Herhalde Kemal Kılıçdaroğlu 'en son kişi' olarak bile kimsenin aklına gelmezdi.
Dahası var; Kılıçdaroğlu gibi bir ismin Deniz Baykal'ı devirmesini hiç kimse hayal edebilir miydi?
Kesinlikle hayır!
Peki deve dişi gibi adamlar dururken Kılıçdaroğlu'nun Atatürk'ün kurduğu partide genel başkan olması mümkün müydü?
Asla!
Kılıçdaroğlu önce Soros'un yan kuruluşu TESEV'in kurucusu oldu. Sonra birileri eline mavi dosyalar tutuşturdu. O mavi dosyalardan biri de Abdullah Gül'e aitti mesela.
Yolsuzluk, usulsüzlük dosyası!
Kemal Bey o dosya önünde poz vermişti; arşivlerden bulabilirsiniz.
Kim derdi ki aynı Kemal Bey yıllar sonra Abdullah Gül'ün cumhurbaşkanlığı adaylığı için çırpınıp ter dökecek?
Neyse!
Bir el 'yolsuzluklarla mücadele eden' adam rolünü oynattı uzun süre Kılıçdaroğlu'na.
Sonra Deniz Baykal FETÖ marifetiyle bir kaset kumpasına kurban gitti.

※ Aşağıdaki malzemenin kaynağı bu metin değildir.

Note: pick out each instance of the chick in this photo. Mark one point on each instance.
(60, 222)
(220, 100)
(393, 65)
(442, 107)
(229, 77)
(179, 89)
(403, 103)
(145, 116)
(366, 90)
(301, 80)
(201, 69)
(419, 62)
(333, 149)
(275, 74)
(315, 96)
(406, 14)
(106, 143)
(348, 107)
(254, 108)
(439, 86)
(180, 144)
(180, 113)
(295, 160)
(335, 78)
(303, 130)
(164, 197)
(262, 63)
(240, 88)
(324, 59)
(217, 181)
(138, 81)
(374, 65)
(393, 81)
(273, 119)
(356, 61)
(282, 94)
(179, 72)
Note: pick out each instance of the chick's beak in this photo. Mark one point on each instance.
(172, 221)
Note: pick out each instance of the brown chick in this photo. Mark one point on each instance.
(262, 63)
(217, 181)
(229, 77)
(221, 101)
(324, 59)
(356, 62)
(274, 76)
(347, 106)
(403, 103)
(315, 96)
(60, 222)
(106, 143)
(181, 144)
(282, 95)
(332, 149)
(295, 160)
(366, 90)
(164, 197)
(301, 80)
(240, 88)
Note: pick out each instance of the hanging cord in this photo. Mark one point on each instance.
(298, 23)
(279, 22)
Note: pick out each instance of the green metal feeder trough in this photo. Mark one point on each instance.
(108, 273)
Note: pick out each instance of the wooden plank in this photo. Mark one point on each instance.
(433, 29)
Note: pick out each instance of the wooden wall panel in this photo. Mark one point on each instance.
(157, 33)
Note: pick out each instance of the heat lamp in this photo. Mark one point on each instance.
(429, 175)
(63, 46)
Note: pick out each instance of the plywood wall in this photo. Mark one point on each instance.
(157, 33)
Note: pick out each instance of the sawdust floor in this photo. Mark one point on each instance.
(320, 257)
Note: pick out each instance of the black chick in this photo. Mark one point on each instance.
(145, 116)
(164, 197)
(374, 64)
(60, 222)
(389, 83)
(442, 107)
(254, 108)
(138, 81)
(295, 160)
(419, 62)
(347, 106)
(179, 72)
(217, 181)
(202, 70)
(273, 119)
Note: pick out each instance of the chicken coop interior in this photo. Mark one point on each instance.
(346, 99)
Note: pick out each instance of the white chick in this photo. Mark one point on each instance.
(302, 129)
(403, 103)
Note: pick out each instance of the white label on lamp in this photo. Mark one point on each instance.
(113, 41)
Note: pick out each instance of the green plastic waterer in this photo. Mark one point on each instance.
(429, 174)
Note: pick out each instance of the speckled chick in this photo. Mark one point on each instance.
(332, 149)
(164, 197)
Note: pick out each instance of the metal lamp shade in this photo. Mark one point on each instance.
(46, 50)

Yerine Kılıçdaroğlu geldi.
Şaka gibiydi ama gerçekti.
Gezi'de ortalığı yangın yerine çeviren Vandalları cesaretlendirme görevi ona verilmişti.
17/25 Aralık FETÖ darbesinin sözcülüğünü de ona verdiler.

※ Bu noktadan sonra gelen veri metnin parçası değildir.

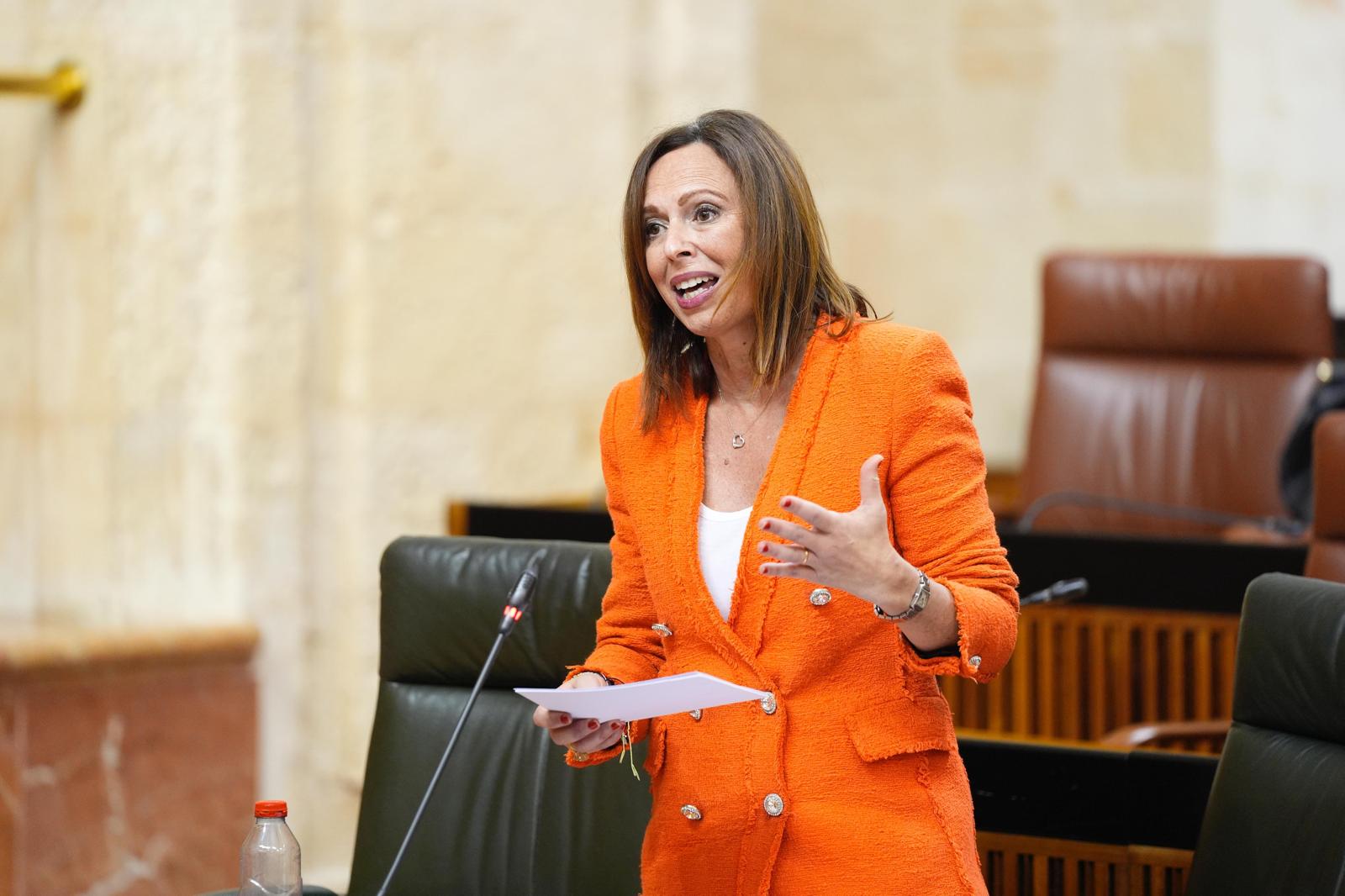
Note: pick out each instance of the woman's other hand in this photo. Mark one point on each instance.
(849, 551)
(853, 552)
(580, 735)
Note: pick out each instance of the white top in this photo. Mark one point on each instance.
(720, 542)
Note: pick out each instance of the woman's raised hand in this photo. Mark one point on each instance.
(580, 735)
(849, 551)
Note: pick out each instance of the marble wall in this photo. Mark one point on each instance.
(300, 272)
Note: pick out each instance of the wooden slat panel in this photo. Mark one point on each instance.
(1227, 656)
(1102, 878)
(1203, 658)
(1106, 869)
(1024, 658)
(1071, 681)
(1118, 651)
(1098, 703)
(1082, 672)
(1149, 670)
(1179, 673)
(1047, 676)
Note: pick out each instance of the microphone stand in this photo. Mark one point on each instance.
(1060, 593)
(514, 609)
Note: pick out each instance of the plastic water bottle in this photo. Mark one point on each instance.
(269, 862)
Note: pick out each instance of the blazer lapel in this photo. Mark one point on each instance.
(753, 593)
(740, 636)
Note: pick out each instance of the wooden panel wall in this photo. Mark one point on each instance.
(1080, 672)
(1017, 865)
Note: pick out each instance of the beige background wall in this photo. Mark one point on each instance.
(300, 272)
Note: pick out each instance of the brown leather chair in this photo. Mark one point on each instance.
(1327, 552)
(1169, 380)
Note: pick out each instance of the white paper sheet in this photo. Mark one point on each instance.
(643, 698)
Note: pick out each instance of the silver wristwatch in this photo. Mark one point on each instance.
(918, 603)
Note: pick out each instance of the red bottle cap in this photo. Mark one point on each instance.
(271, 809)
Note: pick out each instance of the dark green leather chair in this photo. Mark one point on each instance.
(1275, 820)
(510, 815)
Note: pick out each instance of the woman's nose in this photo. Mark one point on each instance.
(677, 244)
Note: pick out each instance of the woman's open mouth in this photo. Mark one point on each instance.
(696, 289)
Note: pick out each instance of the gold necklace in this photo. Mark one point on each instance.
(740, 437)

Hiç itiraz etmedi. Bir ölçüde bu görevleri layıkıyla yerine getirdi!
15 Temmuz'a 'tiyatro, kurgu diyeceksin' dediler, ikiletmedi.

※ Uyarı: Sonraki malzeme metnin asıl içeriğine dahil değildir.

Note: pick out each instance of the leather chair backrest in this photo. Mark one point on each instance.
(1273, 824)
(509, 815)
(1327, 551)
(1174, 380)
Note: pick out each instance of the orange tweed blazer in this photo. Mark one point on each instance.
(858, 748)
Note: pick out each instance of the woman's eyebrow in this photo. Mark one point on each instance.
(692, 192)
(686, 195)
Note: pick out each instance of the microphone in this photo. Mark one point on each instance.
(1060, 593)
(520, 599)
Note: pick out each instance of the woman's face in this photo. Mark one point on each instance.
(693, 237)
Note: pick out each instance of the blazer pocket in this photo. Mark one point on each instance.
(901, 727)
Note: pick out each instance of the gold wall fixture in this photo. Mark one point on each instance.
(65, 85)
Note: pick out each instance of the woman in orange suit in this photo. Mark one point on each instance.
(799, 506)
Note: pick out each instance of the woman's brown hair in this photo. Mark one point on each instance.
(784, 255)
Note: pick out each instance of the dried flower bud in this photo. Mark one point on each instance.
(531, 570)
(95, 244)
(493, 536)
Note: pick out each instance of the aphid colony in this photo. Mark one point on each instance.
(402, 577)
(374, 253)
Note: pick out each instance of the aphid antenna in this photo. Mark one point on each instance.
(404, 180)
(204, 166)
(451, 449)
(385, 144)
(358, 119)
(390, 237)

'PYD terör örgütü değil' diyeceksin dediler, dedi.
Hâsılı ne dedilerse yaptı.
Hendek teröründe kan döken PKK'lı teröristlere 'arkadaşlar' bile dedi.
Vallahi hepsini yazmaya kalksam günler sürer.
Son tahlilde gelelim günümüze.
Birileri şimdi Kılıçdaroğlu'na 'Hafter ol' demiş.
'Guaido ol' demiş.
O da şimdi bu görevi ifa etmeye çalışıyor.
Paralel bir hükümet oluşturma gayretinde.
Orayı burayı basıyor, memurları tehdit ediyor, askere laf sayıyor.
'Erdoğan meşru değil ben meşruyum' pozları veriyor. Milleti yok sayıyor. Öğretmeni, sanatçısı, çiftçisi, işçisi... Alayına saldırıyor, aşağılıyor.
Soros'un dünya üzerinde sayısız ülkede denediği bildik bir taktiktir bu.
Kadife, Yasemin, Gül bilmem ne devrimlerinden birini kendince hayata geçirmeye çalışıyor.
Bizimki 'Kaktüs Devrimi'ne teşne.
Şimdi en başa dönüp sırasıyla Gezi olaylarına benzer bir organizasyon tertipleyecek.
17/25 benzeri bir 'operasyon' çekecek!
Hendek olaylarını aratmayacak kalkışmalara çanak tutacak.
Yazın bir köşeye 'demişti' dersiniz.
Görünen o ki Kılıçdaroğlu'na birileri 'seni cumhurbaşkanı yapacağız' sözü vermiş.
Kılıçdaroğlu da cumhurbaşkanlığının oyla değil 'o sözle' mümkün olabileceğine inanmış.
Yazık!
Ve son bir not.
İktidar kendisine yönelik hazırlanan bu tertiplerin farkında mı bilmiyorum? En azından farkında olduğunu gösterir bir emare göremiyorum. Şundan emin olmalı ki önümüzdeki süreçte içeriden dışarıdan çok ağır saldırılara maruz kalacak. Şimdilerde tüm dikkatini, enerjisini kur üzerinden yapılan saldırılarla mücadeleye ayırmış durumda. Olan biteni tek cümleyle ifade etmek gerekirse birileri ustaca Erdoğan'ın dikkatini dağıtmaya çalışıyor.